Mas existem formas indiretas de confirmação. “Uma delas é uma forma de expressão utilizada
como que por consenso com muita pequena variação pelas mais diferentes pessoas” que
forma de expressão é essa? “nunca pensei” “nunca teria pensado nisso”. Essa é, de acordo
com Freud, uma confirmação indireta da correção das nossas interpretações e construções
porque o paciente não está negando e nem concordando com você, se ele nunca havia
pensado nisso e evidentemente ele não estar fazendo referência ao seu inconsciente, ele está
fazendo referencia a consciência como se estivesse dizendo “conscientemente isso nunca
passou pela minha cabeça”. Isso ser traduzido, sem qualquer hesitação, por: “Sim, o senhor
está certo dessa vez – sobre o meu inconsciente”. Porque se eu nunca havia pensado nisso, se
nunca passou pela minha cabeça então conscientemente eu não pensei, mas o senhor está
certo sobre meu inconsciente, isso que você está falando reflete meu inconsciente”.

Esse indicio está sempre 100% certo?
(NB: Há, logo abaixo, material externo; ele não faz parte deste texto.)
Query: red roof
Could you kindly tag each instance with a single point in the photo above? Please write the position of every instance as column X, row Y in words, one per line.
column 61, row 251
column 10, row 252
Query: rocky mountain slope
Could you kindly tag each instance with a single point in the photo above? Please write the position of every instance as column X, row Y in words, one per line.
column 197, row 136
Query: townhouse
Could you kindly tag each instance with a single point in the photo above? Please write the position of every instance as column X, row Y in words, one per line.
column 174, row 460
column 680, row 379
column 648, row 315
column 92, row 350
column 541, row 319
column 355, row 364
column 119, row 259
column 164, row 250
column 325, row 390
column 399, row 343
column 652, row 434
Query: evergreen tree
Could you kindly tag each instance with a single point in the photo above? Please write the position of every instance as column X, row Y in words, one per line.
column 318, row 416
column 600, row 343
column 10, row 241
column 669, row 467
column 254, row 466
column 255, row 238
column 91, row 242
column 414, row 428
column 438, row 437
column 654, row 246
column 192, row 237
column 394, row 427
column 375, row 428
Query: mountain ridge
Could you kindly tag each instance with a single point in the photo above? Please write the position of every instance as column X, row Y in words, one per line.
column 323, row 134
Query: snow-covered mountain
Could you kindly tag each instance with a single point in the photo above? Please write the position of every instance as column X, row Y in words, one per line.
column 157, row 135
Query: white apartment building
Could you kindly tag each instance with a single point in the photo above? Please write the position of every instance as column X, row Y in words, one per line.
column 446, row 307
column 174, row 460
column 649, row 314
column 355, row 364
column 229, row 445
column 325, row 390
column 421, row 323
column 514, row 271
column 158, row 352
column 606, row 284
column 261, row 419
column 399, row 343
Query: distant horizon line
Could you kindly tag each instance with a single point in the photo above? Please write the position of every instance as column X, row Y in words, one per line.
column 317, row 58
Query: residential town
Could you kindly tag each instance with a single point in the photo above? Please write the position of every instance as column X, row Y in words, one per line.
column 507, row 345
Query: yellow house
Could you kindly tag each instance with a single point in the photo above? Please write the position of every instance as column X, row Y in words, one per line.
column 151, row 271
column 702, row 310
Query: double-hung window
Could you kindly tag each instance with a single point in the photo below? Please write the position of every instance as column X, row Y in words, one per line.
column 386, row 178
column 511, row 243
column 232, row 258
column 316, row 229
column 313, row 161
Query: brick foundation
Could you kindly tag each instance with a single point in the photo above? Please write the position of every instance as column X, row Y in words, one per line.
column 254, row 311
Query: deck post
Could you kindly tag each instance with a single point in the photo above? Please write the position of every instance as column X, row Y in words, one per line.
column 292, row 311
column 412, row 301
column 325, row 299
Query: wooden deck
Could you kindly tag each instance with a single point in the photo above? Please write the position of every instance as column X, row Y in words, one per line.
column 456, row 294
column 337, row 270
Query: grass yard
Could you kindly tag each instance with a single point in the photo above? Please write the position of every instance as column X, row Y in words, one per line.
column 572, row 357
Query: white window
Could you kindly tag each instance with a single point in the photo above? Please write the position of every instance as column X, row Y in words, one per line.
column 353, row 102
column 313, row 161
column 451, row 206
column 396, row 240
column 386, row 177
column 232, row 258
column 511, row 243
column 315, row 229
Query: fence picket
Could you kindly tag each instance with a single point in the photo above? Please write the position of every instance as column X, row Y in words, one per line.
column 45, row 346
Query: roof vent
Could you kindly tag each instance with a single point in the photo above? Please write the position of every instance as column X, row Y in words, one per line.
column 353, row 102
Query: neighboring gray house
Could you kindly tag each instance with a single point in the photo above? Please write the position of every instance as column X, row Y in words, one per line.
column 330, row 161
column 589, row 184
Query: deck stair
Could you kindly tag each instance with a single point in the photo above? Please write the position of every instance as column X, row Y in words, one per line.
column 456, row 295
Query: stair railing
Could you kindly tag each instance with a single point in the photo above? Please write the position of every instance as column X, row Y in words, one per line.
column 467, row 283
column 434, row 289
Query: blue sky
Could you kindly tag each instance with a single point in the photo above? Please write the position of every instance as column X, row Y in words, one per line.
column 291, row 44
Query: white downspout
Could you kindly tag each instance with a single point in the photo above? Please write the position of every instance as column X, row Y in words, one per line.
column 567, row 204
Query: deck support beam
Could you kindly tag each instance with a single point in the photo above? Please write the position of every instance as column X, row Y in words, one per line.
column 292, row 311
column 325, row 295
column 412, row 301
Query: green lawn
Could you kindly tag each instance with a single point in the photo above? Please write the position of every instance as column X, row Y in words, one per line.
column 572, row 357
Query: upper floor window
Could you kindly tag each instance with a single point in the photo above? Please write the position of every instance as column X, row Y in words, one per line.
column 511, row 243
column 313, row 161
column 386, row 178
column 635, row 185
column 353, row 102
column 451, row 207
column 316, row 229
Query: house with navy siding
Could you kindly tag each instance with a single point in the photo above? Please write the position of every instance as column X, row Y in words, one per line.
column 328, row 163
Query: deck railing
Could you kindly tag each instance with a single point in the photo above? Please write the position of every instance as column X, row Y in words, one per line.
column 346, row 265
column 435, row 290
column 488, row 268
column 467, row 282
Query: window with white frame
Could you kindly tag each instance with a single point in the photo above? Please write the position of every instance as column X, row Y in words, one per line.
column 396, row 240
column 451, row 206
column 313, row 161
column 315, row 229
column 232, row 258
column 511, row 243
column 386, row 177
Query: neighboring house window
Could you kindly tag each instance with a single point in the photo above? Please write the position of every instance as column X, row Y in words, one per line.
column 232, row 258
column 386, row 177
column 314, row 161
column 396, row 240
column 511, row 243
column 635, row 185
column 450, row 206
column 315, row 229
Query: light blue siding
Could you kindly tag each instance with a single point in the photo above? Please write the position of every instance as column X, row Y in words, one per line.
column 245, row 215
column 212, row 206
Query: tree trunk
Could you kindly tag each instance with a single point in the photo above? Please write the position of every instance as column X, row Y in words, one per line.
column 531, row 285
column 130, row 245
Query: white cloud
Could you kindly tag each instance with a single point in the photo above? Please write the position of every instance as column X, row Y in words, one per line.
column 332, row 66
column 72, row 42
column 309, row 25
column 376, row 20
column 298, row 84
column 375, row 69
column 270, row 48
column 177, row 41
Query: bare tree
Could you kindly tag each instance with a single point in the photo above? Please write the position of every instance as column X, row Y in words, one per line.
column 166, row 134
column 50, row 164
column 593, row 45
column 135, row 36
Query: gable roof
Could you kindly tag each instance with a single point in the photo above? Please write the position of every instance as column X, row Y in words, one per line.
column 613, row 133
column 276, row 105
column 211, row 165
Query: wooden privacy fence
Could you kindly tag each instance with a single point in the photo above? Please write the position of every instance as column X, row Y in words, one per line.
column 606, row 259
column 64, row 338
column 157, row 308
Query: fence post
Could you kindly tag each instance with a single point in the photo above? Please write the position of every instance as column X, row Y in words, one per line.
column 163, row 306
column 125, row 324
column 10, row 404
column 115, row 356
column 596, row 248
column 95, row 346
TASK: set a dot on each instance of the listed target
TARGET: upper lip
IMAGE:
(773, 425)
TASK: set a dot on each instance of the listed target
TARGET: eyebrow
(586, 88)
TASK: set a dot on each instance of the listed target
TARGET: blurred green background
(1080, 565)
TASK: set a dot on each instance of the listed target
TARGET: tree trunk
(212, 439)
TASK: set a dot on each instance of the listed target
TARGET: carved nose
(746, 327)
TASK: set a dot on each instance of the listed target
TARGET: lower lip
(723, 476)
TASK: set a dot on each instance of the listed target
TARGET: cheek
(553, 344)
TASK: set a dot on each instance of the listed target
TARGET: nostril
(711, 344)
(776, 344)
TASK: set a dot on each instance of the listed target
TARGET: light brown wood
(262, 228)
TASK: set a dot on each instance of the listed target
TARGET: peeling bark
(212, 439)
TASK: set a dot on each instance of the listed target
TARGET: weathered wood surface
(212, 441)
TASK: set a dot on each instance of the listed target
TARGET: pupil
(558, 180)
Não, porque você pode falar uma maluquice, algo
delirante e o paciente falar isso. Mas é muito provável que se você faça uma
interpretação/construção muito afastada da realidade o paciente tenderá falar sobre outras
coisas.

Freud apresenta a segunda forma de confirmação indireta. Ele diz “Confirmação igualmente
valiosa está implícita (dessa vez expressa positivamente) quando o paciente responde com
uma associação que contém algo semelhante ou análogo ao conteúdo da construção.” Essa é
uma das confirmações mais fidedignas, mais dignas de confiança da nossa parte. Quando o
paciente além de dizer que “nunca pensei nisso, mas agora você falando” e ele começa a
associar, ele começa a trazer coisas que podem ser pensamentos, raciocínios, lembranças. A
expressão é a evidencia de que sua interpretação/construções abriram as portas do
inconsciente. Lacan costumava dizer em sua segunda fase de sua obra que o inconsciente se
abre e se fecha, ele tem um movimento meio pulsional, ele se parece com uma zona erógena.
A boa interpretação/construção abre o inconsciente de tal maneira que a mente do paciente
passa a receber mais produtos do inconsciente, e aí o paciente dá sequência á conversa. Aquilo
que você falou abre uma porta e ele encadeia aquilo que você falou determinados
pensamentos, lembranças e aí o processo avança.

Quando o paciente nega ou aceita totalmente a construção/interpretação deve ser vista como
suspeita, você não pode se esquecer de que o ego do paciente está ali tentando sabotar a
análise, tentando evitar que a verdade emerja.